Pero era la presencia de Paula lo que poco a poco iba adueñándose de su atención, a pesar de no estar hablando con ella. ¿Qué hacía allí? ¿Cuánto tiempo llevaba en la mansión? ¿Alguna vez en su vida había encontrado su lugar? Una creciente emoción le incrementó la tensión de los músculos y le provocó dolor de cabeza.
–Sabías que esto acabaría pasando –le dijo a su abuelo–. Tendrías que haber vendido la fábrica o haberla dejado en manos de otra persona. En uno de mis hermanos.
–No es responsabilidad suya –insistió Renato–. Tú eres el primogénito y te corresponde a ti… Y ya va siendo hora de que aprendas cuál es tu lugar.
–El señor Alfonso quiere que la fábrica siga siendo una institución familiar que ofrezca empleo al pueblo –intervino Canton, como si pudiera intuir la furia que ardía en el interior de Pedro–. Los únicos compradores potenciales quieren derribarla y vender el terreno.
–Ah, el eterno nombre de los Alfonso –se burló Pedro–. ¿Habéis pensado ya en un monumento?
–Haré lo que tenga que hacer –dijo una voz cansada pero firme desde la cama–. Y tú también.
–¿Cómo piensas obligarme?
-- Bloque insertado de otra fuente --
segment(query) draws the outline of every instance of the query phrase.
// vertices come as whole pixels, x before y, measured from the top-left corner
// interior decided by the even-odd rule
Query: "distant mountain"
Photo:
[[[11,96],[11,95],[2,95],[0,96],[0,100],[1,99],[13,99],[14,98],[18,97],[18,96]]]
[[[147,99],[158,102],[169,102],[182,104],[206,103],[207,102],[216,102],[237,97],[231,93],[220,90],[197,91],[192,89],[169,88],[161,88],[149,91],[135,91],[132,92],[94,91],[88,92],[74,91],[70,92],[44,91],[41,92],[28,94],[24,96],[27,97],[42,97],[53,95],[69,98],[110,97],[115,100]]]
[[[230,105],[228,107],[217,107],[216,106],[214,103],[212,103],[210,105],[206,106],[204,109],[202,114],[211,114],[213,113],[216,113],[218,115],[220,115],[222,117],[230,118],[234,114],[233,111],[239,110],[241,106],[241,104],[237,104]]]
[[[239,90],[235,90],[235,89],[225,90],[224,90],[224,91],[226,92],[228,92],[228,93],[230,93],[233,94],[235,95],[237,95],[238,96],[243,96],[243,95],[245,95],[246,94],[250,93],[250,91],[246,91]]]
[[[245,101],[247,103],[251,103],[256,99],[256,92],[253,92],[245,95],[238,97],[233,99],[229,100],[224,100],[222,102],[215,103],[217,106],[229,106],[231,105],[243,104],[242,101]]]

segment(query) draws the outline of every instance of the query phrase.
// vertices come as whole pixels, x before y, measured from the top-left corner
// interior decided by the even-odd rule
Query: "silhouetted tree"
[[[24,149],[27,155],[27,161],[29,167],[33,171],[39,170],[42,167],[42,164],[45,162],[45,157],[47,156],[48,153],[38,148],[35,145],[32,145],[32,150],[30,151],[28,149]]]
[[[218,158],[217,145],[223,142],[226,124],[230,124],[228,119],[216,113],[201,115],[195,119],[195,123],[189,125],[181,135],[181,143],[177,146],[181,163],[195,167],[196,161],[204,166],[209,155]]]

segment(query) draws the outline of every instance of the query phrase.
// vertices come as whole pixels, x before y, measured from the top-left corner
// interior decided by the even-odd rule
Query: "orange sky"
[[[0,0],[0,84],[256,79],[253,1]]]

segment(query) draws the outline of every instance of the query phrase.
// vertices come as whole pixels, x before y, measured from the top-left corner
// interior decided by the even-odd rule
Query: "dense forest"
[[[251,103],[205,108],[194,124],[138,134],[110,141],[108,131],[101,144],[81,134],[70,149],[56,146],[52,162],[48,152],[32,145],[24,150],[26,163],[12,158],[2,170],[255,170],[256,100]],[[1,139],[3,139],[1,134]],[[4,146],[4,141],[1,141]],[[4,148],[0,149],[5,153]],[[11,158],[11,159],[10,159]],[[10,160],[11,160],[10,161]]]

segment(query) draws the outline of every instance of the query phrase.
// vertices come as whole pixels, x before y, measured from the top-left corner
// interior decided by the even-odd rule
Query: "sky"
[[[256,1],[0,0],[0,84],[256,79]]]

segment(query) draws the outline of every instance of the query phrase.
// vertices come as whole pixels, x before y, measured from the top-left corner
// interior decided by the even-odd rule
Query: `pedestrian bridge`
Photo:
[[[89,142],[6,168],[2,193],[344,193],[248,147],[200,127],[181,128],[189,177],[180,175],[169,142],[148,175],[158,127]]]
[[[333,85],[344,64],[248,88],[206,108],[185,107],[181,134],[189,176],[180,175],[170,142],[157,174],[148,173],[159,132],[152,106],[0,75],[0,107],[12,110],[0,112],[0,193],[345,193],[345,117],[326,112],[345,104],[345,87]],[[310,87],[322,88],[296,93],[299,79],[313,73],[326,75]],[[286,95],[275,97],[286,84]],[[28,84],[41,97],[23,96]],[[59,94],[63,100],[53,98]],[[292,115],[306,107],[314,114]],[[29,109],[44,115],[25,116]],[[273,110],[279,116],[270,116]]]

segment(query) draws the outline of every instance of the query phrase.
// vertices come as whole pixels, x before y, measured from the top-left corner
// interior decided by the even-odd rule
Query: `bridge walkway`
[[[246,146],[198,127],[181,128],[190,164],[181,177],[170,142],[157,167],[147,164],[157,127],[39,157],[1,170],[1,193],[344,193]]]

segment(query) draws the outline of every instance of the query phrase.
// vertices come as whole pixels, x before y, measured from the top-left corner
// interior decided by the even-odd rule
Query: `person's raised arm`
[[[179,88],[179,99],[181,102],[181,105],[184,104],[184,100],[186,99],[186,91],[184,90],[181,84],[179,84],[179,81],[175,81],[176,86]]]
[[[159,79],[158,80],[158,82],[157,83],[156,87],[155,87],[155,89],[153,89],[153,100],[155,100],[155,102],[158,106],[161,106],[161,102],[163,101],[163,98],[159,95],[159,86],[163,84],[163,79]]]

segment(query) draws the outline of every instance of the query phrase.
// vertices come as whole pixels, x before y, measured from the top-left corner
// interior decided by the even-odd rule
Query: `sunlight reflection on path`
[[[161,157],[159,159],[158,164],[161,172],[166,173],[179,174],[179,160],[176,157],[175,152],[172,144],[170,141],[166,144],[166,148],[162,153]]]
Ya me fui de aquí una vez, y estaré encantado de volver a hacerlo.
–¿En serio? ¿Crees que sería lo mejor para tu madre? –preguntó Renato, pero no le dio tiempo a responder–. Me he pasado toda la vida trabajando para continuar el legado de mi padre. No voy a permitir que todo se eche a perder por tu culpa. Vas a cumplir con tu deber, te guste o no.
–De eso nada. Por lo que a mí respecta, el nombre de los Alfonso puede desaparecer para siempre.
–Sabía que reaccionarías así –dijo su abuelo con un suspiro–. Por eso tengo una oferta que no podrás rechazar.